Nanise Loanakadavu
Tuesday, February 19, 2013
MEDIA organisations may no longer describe former political parties as "political parties" under a new decree announced yesterday.
Registrar of political parties Mere Vuniwaqa announced this yesterday following an amendment to the Political Parties (Registration, Conduct, Funding and Disclosures) Amendment Decree 2013. The amendment came into effect on Saturday, February 16.
Directors, publishers, editors and other officials of news organisations face fines of up to $50,000 or five year's imprisonment if they breach the new decree.
Ms Vuniwaqa said the amendment would impact on the role of the media in the whole process of registering political parties.
She said it was an offence for former political parties to hold themselves out as political parties if they were not registered under the decree.
"This is basically an extension of what political parties are not allowed to do," Ms Vuniwaqa said.
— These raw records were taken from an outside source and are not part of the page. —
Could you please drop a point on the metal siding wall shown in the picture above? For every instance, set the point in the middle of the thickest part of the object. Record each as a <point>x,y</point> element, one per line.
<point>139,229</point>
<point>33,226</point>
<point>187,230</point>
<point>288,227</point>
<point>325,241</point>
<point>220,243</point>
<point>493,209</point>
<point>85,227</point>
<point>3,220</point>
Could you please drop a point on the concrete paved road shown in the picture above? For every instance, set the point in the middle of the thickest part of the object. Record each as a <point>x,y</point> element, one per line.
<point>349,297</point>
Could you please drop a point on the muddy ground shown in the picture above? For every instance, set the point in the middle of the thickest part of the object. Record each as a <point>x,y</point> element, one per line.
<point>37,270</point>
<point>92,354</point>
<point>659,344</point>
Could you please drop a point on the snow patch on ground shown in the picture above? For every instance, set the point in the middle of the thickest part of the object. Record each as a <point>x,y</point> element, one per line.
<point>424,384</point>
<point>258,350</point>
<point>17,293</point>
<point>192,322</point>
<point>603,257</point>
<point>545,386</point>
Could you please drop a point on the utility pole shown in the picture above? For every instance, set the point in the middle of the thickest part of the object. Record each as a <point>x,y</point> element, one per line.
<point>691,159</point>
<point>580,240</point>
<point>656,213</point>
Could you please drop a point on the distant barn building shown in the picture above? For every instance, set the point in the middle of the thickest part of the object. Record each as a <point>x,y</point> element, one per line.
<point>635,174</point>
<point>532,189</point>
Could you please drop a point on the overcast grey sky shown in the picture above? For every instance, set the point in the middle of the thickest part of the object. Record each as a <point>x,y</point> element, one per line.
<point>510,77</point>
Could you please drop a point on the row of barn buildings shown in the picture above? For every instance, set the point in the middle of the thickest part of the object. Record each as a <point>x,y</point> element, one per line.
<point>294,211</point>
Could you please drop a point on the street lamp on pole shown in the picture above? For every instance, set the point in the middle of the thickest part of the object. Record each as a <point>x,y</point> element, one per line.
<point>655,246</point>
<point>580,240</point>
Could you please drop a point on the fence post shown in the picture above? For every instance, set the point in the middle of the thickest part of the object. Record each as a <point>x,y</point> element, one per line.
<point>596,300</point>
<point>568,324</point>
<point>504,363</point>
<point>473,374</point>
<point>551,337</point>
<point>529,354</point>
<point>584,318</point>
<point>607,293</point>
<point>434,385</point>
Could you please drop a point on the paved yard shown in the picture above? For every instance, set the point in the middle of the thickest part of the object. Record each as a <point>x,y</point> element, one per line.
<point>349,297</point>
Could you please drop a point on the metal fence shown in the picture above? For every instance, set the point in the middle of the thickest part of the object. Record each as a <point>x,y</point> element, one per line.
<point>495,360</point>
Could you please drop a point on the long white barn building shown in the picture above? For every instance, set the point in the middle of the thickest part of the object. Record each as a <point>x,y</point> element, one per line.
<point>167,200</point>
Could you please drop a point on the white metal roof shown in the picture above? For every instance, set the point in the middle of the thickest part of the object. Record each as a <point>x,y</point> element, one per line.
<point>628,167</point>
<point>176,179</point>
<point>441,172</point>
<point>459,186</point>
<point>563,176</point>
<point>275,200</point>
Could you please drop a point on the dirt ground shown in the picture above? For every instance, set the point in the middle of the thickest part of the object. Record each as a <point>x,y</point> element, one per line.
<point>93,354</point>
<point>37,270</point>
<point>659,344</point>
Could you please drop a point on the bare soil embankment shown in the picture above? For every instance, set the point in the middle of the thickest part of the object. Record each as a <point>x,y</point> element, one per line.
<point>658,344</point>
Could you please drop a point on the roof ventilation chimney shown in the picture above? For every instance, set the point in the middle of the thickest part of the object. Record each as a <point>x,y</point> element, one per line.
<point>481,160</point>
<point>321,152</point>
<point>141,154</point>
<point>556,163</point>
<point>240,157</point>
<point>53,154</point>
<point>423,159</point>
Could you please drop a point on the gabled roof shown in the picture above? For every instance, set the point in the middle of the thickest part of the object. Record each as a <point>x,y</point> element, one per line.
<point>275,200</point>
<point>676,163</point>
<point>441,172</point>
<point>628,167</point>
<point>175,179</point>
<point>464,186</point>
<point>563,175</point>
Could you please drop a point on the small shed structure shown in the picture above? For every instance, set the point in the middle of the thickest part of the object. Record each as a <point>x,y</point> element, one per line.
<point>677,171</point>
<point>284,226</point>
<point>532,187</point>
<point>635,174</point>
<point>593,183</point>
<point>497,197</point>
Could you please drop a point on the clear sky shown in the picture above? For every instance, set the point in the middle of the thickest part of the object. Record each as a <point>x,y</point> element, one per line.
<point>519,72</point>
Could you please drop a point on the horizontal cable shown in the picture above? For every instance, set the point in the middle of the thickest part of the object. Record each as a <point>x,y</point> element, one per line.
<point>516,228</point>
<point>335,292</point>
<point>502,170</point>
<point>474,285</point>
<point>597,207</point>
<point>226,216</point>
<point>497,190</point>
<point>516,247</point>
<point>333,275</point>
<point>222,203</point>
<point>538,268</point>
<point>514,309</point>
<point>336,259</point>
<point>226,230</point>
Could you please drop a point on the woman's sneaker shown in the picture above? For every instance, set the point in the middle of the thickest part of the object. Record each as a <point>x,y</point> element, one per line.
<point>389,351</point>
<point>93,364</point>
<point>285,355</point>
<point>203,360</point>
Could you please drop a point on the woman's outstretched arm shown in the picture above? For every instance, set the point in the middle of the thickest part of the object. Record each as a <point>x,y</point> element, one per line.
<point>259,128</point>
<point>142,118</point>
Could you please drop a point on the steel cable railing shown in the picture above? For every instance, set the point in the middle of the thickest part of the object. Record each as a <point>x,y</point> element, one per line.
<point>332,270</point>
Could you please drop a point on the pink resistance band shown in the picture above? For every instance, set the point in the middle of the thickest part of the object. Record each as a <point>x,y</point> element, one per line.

Section 3 of the decree states: "If any media organisation reports, represent or holds out an association of persons or an organisation as a political party when that association of persons or an organisation is not registered as a political party under this Decree or when its application for registration has not been determined by the Registrar, then the directors of that media organisation and the editor and publisher or the chief executive officer of that media organisation, as the case may be, commit an offence, and shall be liable upon conviction to a fine not exceeding $50,000 or to a term of imprisonment not exceeding five years or to both." Before the announcement a former political party was considering reregistering under a new name with the same acronym.